6. The method for preparing a fused ring dihydropyridone according to claim 1, characterized in that in step (1), the reaction temperature is 80 to 100 ℃ and the reaction time is 10 to 20 hours.

7. A process for preparing a fused ring dihydropyridone according to claim 1 wherein in step (2), the palladium catalyst is palladium trifluoroacetate;

the ligand is N-acetyl glycine.

8. A process for preparing a fused ring dihydropyridone according to claim 1, characterized in that in step (2), the copper salt is copper acetate.

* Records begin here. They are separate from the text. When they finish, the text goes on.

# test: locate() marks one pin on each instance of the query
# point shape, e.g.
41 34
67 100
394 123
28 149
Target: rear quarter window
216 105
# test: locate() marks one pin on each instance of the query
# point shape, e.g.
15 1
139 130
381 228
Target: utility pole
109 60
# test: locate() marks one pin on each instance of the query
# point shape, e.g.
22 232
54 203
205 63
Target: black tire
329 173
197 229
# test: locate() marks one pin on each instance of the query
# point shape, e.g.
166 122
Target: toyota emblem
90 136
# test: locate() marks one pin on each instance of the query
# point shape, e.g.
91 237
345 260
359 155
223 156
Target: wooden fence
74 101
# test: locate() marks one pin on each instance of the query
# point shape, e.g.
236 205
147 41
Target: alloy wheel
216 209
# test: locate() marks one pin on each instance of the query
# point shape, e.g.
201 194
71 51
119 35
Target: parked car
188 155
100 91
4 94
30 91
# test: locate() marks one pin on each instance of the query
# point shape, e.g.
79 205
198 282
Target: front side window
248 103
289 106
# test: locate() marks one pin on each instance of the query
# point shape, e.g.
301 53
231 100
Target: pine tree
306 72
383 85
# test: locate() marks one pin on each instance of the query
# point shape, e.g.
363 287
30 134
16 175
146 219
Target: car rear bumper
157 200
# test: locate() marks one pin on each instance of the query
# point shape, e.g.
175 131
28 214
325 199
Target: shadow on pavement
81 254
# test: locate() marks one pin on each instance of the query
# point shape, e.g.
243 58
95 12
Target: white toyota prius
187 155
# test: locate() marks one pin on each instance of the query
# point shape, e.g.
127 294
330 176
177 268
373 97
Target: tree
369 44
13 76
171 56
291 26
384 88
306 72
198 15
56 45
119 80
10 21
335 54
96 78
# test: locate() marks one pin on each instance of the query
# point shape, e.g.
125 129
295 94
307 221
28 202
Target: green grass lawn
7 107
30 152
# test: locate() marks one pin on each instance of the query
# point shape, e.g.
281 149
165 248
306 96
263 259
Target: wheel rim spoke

9. The method for preparing a fused ring dihydropyridone according to claim 1, characterized in that in step (2), the reaction temperature is 110 to 130 ℃ and the reaction time is 20 to 30 hours.

10. A method of preparing a fused ring dihydropyridone according to claim 1 characterized in that the fused ring dihydropyridone is one of the compounds 4aa to 4am, 4ba to 4ma and 6a to 6 o.